2.8M Allianz Life customer records stolen in Salesforce hack

A sophisticated cyberattack on Allianz Life Insurance Company of North America has resulted in the breach of personal data belonging to a majority of its 1.4 million U.S. customers. The incident, which occurred on July 16, 2025, is believed to be the work of the notorious hacking group ShinyHunters or the financially motivated collective known as Scattered Spider.

The breach was not a direct assault on Allianz's own servers but rather a strike against a third-party cloud-based customer relationship management (CRM) system, widely reported to be Salesforce. The attackers employed social engineering techniques, specifically “vishing” or voice phishing, to trick employees into granting them access to the system. This method of attack, which relies on human manipulation rather than technical exploits, has become increasingly common in high-stakes cybercrime.

Once inside the CRM, the hackers were able to exfiltrate a vast trove of sensitive data, including customers’ full names, addresses, dates of birth, Social Security numbers, and policy information. Later reports indicated that as many as 2.8 million records were leaked online. The compromised information also extended to financial professionals and some Allianz Life employees.

Allianz Life, a subsidiary of the German financial services giant Allianz SE, confirmed the breach and stated that it took immediate action to contain the threat and notify the FBI. “The threat actor was able to obtain personally identifiable data related to the majority of Allianz Life’s customers, financial professionals, and select Allianz Life employees, using a social engineering technique,” a company spokesperson said in a statement. The company has emphasized that its internal systems, including its policy administration platform, were not affected by the breach.

In the wake of the attack, Allianz has begun notifying affected individuals and has offered them 24 months of free credit monitoring and identity theft protection services through Kroll. However, the company is already facing a class-action lawsuit filed on behalf of affected customers, alleging that the insurer failed to adequately protect their personal information.

Allianz Life Insurance Company of North America was sued by a Texas citizen seeking to represent a nationwide class of those impacted by a data breach announced by the carrier earlier this month. https://t.co/i9DwW5nFpp

— Bloomberg Law (@BLaw) July 30, 2025

 
The incident has sent ripples through the cybersecurity community. Security experts have pointed to the breach as a stark reminder of the vulnerabilities inherent in third-party vendor relationships (analysis) and the need for more robust security protocols, including encryption-in-use technology. As one expert from Paperclip Inc. noted, “The Allianz breach underscores a critical flaw in today’s data security stack-once attackers gain access, they often gain everything.”

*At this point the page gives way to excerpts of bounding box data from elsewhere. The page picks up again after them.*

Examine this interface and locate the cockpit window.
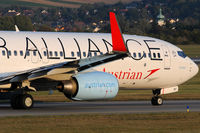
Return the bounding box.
[177,51,187,58]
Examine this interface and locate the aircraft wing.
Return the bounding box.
[0,12,129,84]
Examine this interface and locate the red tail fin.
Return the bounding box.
[110,12,127,52]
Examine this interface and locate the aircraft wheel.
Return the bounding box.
[10,95,20,109]
[151,96,163,105]
[20,94,34,109]
[11,94,34,109]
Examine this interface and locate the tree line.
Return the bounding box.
[0,0,200,44]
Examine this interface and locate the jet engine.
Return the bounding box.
[56,71,119,100]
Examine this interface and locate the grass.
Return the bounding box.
[0,112,200,133]
[0,0,139,8]
[0,0,49,7]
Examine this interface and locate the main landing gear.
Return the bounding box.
[10,93,34,109]
[151,89,163,105]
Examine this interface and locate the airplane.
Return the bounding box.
[0,12,199,109]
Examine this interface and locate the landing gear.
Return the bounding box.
[10,94,34,109]
[151,89,163,105]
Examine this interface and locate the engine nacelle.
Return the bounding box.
[57,71,119,100]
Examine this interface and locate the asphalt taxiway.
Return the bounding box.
[0,100,200,117]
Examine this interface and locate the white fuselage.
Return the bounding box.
[0,32,198,89]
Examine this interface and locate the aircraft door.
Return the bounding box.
[30,51,40,64]
[162,46,171,70]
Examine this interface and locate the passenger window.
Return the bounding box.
[60,51,63,57]
[49,51,53,56]
[177,51,187,58]
[2,50,6,56]
[77,52,81,57]
[19,51,23,56]
[153,53,156,58]
[33,51,36,56]
[158,53,160,58]
[71,51,74,57]
[149,53,151,58]
[54,51,58,56]
[8,50,11,56]
[14,50,17,56]
[143,53,147,58]
[88,52,92,57]
[133,53,136,57]
[43,51,47,56]
[26,51,30,56]
[138,53,141,58]
[83,52,86,57]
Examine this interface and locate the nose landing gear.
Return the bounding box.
[151,89,163,105]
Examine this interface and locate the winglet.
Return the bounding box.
[110,12,127,52]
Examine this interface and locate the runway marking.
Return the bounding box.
[0,100,200,117]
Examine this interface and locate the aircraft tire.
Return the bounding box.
[10,94,20,109]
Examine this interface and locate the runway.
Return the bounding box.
[0,100,200,117]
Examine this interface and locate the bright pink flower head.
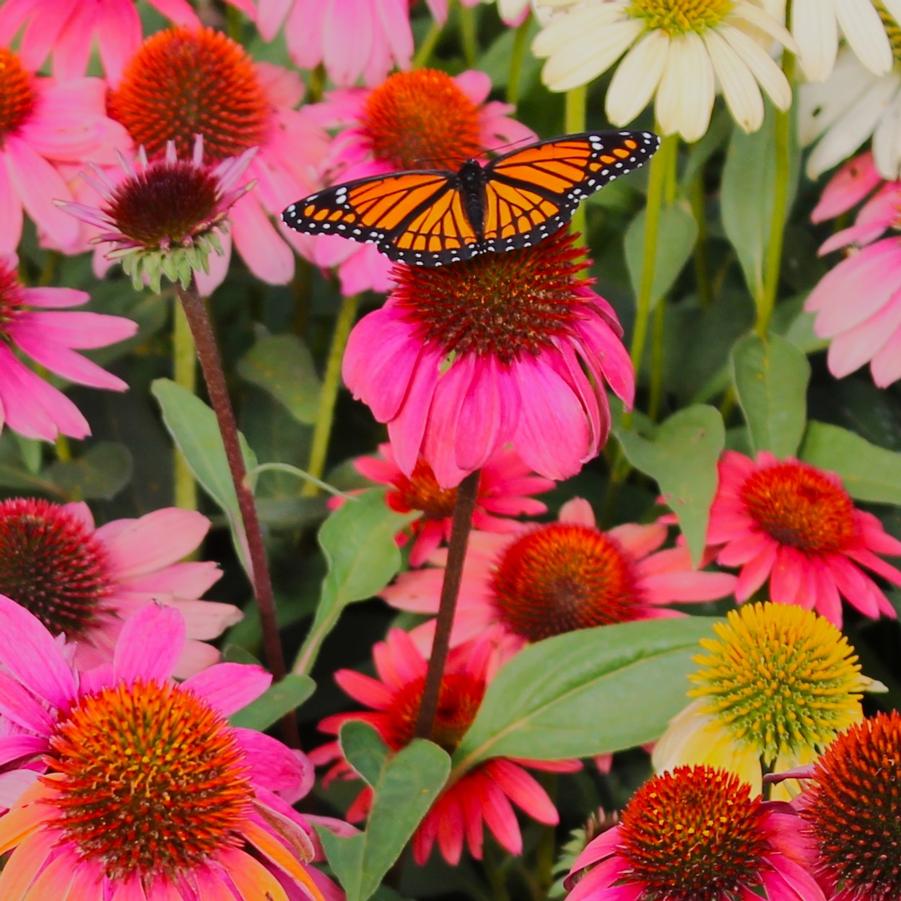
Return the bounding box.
[804,153,901,388]
[0,255,138,441]
[310,69,535,295]
[344,231,635,488]
[0,498,241,678]
[0,597,336,901]
[565,766,826,901]
[381,498,735,651]
[109,28,327,294]
[310,629,578,865]
[0,41,128,254]
[354,443,554,566]
[707,451,901,628]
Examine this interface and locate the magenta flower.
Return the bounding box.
[310,629,579,865]
[804,153,901,388]
[302,69,535,295]
[0,498,241,678]
[381,498,735,652]
[0,597,340,901]
[707,451,901,628]
[344,231,635,488]
[0,254,138,441]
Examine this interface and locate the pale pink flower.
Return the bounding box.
[0,254,138,441]
[381,498,735,652]
[707,451,901,628]
[0,597,343,901]
[0,498,241,678]
[302,69,535,296]
[804,153,901,388]
[344,230,635,488]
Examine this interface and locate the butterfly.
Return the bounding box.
[282,131,660,267]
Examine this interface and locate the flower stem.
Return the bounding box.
[300,294,360,497]
[415,470,479,738]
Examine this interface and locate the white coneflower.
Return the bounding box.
[532,0,795,141]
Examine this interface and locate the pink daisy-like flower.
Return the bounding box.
[310,629,579,865]
[381,498,736,652]
[565,766,826,901]
[0,498,241,677]
[348,443,554,566]
[0,597,341,901]
[344,230,635,488]
[707,451,901,628]
[0,40,128,254]
[109,28,328,294]
[0,254,138,441]
[804,153,901,388]
[310,69,535,295]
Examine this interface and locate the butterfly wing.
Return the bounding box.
[484,131,660,251]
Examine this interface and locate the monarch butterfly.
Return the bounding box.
[282,131,660,267]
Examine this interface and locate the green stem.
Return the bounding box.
[300,294,360,497]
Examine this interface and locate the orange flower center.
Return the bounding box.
[109,28,269,163]
[362,69,484,171]
[0,47,34,147]
[620,766,766,901]
[741,461,856,554]
[802,710,901,901]
[47,681,253,880]
[0,498,110,639]
[491,523,640,641]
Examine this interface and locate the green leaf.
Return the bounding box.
[615,404,726,566]
[238,335,320,424]
[294,490,418,673]
[732,335,810,457]
[150,379,257,573]
[454,616,717,772]
[317,720,450,901]
[229,673,316,732]
[625,202,698,307]
[801,422,901,505]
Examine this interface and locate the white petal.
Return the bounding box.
[606,31,669,126]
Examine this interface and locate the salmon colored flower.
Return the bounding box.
[0,597,340,901]
[707,454,901,628]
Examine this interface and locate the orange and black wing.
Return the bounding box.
[482,131,660,251]
[282,170,479,266]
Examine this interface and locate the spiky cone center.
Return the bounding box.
[0,498,111,640]
[690,603,864,765]
[628,0,735,37]
[108,28,270,163]
[394,230,591,363]
[46,681,254,881]
[361,69,484,171]
[740,461,857,554]
[801,710,901,901]
[619,766,767,901]
[491,523,641,641]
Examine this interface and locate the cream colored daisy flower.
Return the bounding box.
[532,0,795,141]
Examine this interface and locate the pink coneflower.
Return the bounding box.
[0,498,241,677]
[707,451,901,628]
[0,597,339,901]
[804,154,901,388]
[0,254,138,441]
[0,41,128,254]
[565,766,826,901]
[381,498,735,651]
[354,443,554,566]
[344,230,635,488]
[302,69,535,295]
[109,28,327,294]
[310,629,578,865]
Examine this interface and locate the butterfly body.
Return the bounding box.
[282,131,659,267]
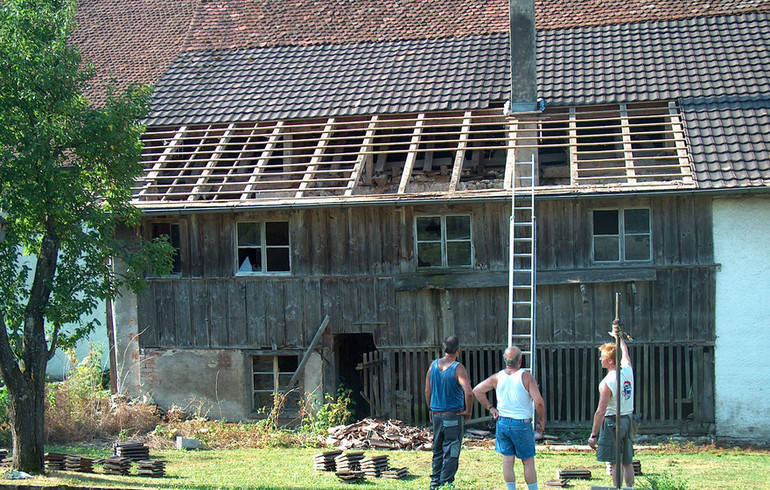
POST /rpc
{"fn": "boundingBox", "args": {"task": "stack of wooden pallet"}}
[136,459,166,477]
[334,451,364,472]
[45,453,67,470]
[361,454,388,478]
[556,470,591,480]
[381,466,409,480]
[104,456,131,475]
[112,441,150,461]
[326,418,433,450]
[64,454,94,473]
[313,450,342,471]
[607,459,642,476]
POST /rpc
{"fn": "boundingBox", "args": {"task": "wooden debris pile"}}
[64,454,94,473]
[112,441,150,461]
[104,456,131,476]
[326,418,433,451]
[136,459,166,477]
[313,451,409,483]
[556,470,591,480]
[607,459,642,476]
[45,453,67,471]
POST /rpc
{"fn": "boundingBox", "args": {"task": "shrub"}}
[300,386,353,437]
[637,472,687,490]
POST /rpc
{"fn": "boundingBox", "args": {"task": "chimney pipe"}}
[509,0,537,113]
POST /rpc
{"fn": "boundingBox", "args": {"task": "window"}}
[415,215,473,267]
[251,354,302,411]
[593,209,652,262]
[151,223,182,275]
[237,221,291,274]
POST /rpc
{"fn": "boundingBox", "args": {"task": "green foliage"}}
[636,472,689,490]
[0,0,172,357]
[0,386,11,445]
[300,386,353,436]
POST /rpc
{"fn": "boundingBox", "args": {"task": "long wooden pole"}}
[286,315,329,391]
[612,293,623,488]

Here’s a replacement paragraph in plain markdown you can paste into your editor:

The Allianz Life breach is part of a broader pattern rather than an isolated failure: in mid-2025 Google disclosed a nearly identical Salesforce intrusion driven by voice-phishing that coerced employees into approving a malicious connected app, enabling bulk data exports-details Google laid out in its incident update. Reporters have also tracked this as an ongoing wave of Salesforce data-theft attacks hitting multiple organizations, not just Google, with the same social-engineering playbook and extortion follow-ups documented here. Taken together, these cases underscore that modern risk often concentrates in third-party SaaS and the human layer-and they argue for hardening CRM platforms specifically: strict controls on connected-app approvals, out-of-band verification for MFA reset/IT calls, tight OAuth scope monitoring, IP allow-listing, and continuous user training.